Tra gli sceneggiatori di Forever Young, oltre allo stesso Brizzi, figurano Edoardo Falcone (che lo scorso anno debuttò alla regia con Se Dio vuole – super incensato dalla critica sposando la stessa logica) e il suo collega Marco Martani (che da regista non è andato oltre Cemento Armato).

Battute telefonate, gag ripetitive: la sciatteria è la cifra stilistica di questo cinema il cui presupposto è l’ignoranza dello spettatore pronto ad accettare acriticamente qualsiasi rimasuglio in cambio di un volto noto e qualche risata. Forever Young non scampa nemmeno il pericolo della volgarità, evitando le parolacce per compiacere i benpensanti. 

D’altronde un onesto vaffanculo potrebbe risultare meno ridondante di un prodotto dalla copertina così patinata e dagli intenti malcelati. Poco importano le ispirazioni di Fausto Brizzi, regista dalle poche velleità, e dei due sceneggiatori: è il box office che conta, bellezza!

Tutto ciò che resta è accanirsi nel banalizzare la commedia, qualsiasi tema essa tratti, con una particolare affezione per il rapporto di coppia, la cui rappresentazione fu mai tanto deturpata da infimi stereotipi di genere e pregiudizi.

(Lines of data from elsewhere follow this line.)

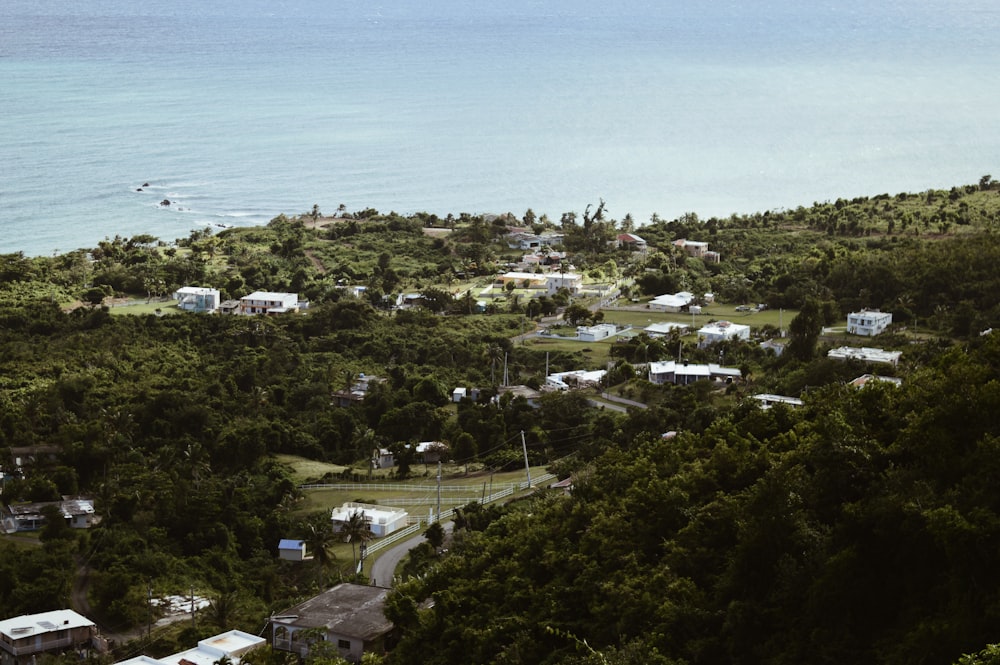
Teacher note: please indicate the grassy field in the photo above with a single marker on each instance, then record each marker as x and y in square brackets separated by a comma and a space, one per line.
[306, 470]
[140, 306]
[414, 489]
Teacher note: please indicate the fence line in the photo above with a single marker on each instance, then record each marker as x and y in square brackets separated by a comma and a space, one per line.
[399, 487]
[448, 514]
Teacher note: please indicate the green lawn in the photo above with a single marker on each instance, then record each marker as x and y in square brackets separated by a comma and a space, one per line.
[140, 306]
[479, 483]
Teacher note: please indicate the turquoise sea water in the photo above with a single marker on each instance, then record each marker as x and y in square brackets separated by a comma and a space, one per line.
[238, 111]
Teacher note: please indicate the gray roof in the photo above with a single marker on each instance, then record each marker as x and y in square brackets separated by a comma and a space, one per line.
[351, 610]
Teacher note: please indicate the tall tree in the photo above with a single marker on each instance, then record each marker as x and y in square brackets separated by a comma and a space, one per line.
[356, 531]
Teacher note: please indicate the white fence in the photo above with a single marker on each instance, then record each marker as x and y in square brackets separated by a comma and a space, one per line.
[422, 522]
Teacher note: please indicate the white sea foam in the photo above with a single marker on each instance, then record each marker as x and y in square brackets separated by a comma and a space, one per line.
[453, 106]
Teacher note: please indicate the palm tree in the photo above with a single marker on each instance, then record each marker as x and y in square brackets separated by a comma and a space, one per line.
[319, 540]
[494, 354]
[223, 607]
[356, 530]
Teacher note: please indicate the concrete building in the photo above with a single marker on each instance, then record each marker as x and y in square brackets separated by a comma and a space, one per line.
[197, 299]
[721, 331]
[78, 512]
[24, 637]
[865, 354]
[671, 302]
[269, 302]
[233, 645]
[292, 550]
[596, 333]
[664, 329]
[382, 520]
[767, 400]
[575, 378]
[682, 374]
[868, 322]
[350, 616]
[559, 280]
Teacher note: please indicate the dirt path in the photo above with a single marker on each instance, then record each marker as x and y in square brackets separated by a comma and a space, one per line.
[320, 268]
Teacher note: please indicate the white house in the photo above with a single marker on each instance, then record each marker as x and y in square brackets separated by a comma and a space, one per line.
[563, 280]
[430, 452]
[721, 331]
[596, 333]
[671, 303]
[197, 299]
[231, 645]
[768, 400]
[78, 512]
[382, 520]
[350, 616]
[681, 374]
[577, 377]
[292, 550]
[865, 354]
[22, 637]
[868, 322]
[631, 242]
[663, 329]
[269, 302]
[866, 379]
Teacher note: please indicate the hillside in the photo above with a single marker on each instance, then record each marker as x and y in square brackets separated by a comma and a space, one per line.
[861, 527]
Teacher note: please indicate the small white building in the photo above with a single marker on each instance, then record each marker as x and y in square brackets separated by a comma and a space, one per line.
[865, 354]
[575, 378]
[596, 333]
[721, 331]
[768, 400]
[269, 302]
[664, 329]
[22, 637]
[292, 550]
[868, 322]
[233, 645]
[382, 520]
[522, 280]
[872, 379]
[559, 280]
[682, 374]
[671, 302]
[197, 299]
[430, 452]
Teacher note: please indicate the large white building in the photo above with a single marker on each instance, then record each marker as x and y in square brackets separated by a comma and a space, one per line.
[596, 333]
[24, 637]
[681, 374]
[865, 354]
[197, 299]
[382, 520]
[269, 302]
[720, 331]
[671, 302]
[868, 322]
[563, 280]
[231, 646]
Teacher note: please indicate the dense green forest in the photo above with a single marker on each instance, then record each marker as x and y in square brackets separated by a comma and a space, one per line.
[862, 527]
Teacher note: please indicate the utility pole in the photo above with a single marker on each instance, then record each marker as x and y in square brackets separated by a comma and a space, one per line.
[527, 469]
[149, 611]
[439, 491]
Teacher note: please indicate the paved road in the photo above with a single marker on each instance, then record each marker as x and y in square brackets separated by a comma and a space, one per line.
[384, 568]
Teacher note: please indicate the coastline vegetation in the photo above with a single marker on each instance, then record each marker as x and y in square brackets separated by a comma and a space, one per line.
[862, 527]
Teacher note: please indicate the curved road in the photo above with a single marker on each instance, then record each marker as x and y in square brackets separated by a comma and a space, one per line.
[384, 569]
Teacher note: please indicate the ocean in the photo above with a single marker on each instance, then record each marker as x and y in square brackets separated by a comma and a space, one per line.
[236, 112]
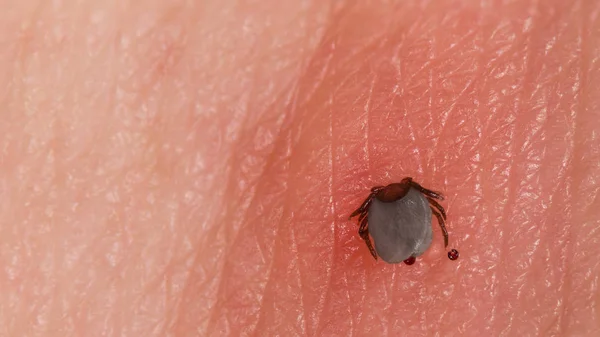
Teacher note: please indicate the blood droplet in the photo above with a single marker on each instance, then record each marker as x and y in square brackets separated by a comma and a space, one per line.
[452, 254]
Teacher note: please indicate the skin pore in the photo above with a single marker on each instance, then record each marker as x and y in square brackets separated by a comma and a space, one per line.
[177, 168]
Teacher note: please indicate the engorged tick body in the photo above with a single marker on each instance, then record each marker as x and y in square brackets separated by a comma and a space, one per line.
[398, 217]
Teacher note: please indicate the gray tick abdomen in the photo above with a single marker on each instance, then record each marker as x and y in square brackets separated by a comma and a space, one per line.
[401, 228]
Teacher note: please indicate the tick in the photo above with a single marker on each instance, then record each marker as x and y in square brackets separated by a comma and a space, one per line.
[398, 218]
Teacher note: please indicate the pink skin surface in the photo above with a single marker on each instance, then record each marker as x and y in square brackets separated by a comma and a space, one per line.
[176, 168]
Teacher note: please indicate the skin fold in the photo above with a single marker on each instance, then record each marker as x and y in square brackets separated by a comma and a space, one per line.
[177, 168]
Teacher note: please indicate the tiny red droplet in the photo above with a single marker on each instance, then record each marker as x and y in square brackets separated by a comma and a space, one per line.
[453, 254]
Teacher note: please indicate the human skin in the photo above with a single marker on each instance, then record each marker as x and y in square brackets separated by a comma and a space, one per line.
[171, 168]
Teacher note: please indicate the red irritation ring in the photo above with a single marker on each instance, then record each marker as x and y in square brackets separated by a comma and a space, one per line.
[453, 254]
[410, 260]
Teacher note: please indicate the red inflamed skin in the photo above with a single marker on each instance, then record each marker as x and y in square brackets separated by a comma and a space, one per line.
[187, 168]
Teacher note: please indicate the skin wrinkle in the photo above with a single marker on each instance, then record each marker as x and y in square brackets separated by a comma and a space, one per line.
[117, 244]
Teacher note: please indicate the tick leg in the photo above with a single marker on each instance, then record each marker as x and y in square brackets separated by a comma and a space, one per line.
[442, 225]
[438, 206]
[429, 193]
[362, 207]
[377, 188]
[363, 231]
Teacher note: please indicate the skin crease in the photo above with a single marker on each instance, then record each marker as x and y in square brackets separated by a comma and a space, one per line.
[187, 168]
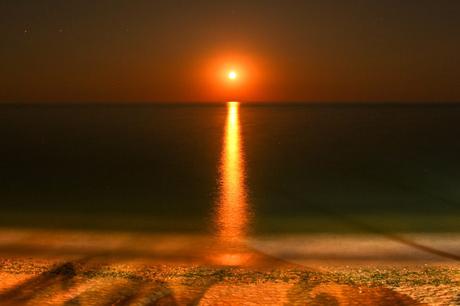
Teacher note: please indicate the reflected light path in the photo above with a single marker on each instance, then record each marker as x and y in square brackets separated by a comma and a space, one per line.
[232, 207]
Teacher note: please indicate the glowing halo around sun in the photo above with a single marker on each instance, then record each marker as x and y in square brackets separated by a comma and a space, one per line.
[232, 75]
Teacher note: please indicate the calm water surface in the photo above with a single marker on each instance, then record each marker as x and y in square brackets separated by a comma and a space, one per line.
[232, 169]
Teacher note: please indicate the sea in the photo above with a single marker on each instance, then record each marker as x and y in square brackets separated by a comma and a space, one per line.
[233, 168]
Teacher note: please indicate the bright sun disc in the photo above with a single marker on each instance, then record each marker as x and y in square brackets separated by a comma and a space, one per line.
[232, 75]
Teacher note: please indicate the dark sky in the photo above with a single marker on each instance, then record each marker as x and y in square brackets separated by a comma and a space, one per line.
[140, 51]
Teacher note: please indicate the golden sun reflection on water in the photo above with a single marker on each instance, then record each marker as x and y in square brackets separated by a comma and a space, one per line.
[232, 207]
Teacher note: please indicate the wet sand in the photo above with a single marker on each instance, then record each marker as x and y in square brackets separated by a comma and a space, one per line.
[120, 268]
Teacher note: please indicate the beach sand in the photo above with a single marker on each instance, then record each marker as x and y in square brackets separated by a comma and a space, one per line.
[44, 267]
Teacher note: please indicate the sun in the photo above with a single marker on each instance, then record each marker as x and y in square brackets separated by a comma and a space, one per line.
[232, 75]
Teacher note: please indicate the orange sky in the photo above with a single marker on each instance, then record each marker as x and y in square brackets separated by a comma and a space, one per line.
[175, 51]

Persino la conferenza stampa mantiene fede alle premesse. Gli highlights sono stati offerti di Francesco Sole che Forever Young se l’è tatuato sul braccio in ricordo del suo primo (e speriamo ultimo) film e dal dibattito del cast sulla nonna ai tempi delle marmellate o degli smartphone.

Non chiedeteci di prenderla con (auto)ironia: da tempo assistiamo inerti al tradimento dell’arte cinematografica e dei suoi valori. Dino Risi, Mario Monicelli, Ettore Scola non sono mai parsi così lontani.

Questo cinema – se così vogliamo chiamarlo – non solo umilia il talento dei propri interpreti (come alcuni di questo cast, a partire da Teo Teocoli e Stefano Fresi) rei di prestarsi a questa farsa ma mortifica la dignità del genere più rappresentativo della nostra identità culturale e insito nell’italianità stessa.

Se è vero, come scriveva Dostoevskij, che nella vita possiamo fare a meno di tutto tranne che della bellezza, allora non ci resta che consolarci (ri)guardando uno dei tanti intramontabili film con Anna Magnani, Vittorio Gassman, Nino Manfredi o Marcello Mastroianni. Loro, raccontava Scola nel 2004 ai francesi di Libération, «sono più vivi degli attori di oggi, tali a quali a ieri». Proprio come quel cinema.